Our featured quilter, Kathie Alyce, was very pleased with her reception by visitors to the show and, I suspect, with sales at her booth. I loved the way we arranged her exhibit separate from the vending spaces, because it made her work more visible and offered her a space to talk to people about individual quilts.

The demos were well-attended and sometimes even had people standing around watching. I wish I could have participated but hope that some will repeat at guild meetings in the next year. I would particularly like to learn how to work with hexagons.

For the most part, the vendors were pleased by their sales and the interest of visitors. One told me that last year he sold nothing on Saturday, but this year, things were flying out the door. A couple of vendors didn't do as well, but I was also pleased by the number of raffle tickets we sold, both for the quilt and the Featherweight sewing machine.

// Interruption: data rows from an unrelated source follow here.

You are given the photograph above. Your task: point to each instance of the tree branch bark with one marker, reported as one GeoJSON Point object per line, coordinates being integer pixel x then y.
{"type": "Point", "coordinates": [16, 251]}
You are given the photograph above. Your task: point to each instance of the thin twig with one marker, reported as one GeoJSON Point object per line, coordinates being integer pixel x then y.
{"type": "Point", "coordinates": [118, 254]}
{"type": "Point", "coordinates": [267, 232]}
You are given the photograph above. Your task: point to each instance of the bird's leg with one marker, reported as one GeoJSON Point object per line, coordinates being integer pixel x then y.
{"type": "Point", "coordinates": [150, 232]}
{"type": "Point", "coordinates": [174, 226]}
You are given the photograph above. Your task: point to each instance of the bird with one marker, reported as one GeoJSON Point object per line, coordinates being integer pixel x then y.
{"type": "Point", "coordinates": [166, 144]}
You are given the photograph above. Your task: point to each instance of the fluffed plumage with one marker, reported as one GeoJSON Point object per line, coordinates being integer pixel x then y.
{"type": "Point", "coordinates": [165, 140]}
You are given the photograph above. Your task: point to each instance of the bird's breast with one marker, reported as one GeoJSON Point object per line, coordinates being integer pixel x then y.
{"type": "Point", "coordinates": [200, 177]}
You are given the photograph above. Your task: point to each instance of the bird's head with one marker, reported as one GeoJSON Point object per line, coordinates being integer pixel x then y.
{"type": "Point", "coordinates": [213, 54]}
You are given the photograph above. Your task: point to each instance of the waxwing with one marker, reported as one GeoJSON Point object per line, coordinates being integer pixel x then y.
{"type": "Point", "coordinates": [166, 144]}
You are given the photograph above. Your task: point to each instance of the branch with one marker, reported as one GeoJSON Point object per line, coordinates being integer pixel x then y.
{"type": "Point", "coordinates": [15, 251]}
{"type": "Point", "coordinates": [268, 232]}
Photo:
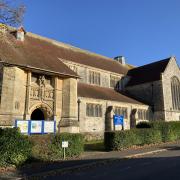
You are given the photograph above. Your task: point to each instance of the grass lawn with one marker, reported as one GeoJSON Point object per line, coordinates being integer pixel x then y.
{"type": "Point", "coordinates": [94, 146]}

And then there were the quilts and totes! We kept saying they were better than last year, but I bet next year we will say the same. They all looked wonderful! The wooden racks we rented were a little difficult to assemble and a little wobbly, but they looked fine with quilts on them. A slide show of the quilts and the show is available at My big purple quilt and my pink "Summer" quilt are hanging on the Old Labor Hall's porch by the entrance. I entered the purple round robin quilt, which won the "Featured Quilter's Award," and my "3 Hannaford's Bags" tote won one of the "Challenge Awards."

Now it is time for evaluation and, I hope, passing the torch to someone else next year. I have a pile of stuff for that person(s) who I hope will shoulder most of the responsibility. It is time for Paul and me to move on to other activities. I am grateful for his help and that of son Chris who climbed many a ladder over three days and brother Axel who came from Wisconsin to help.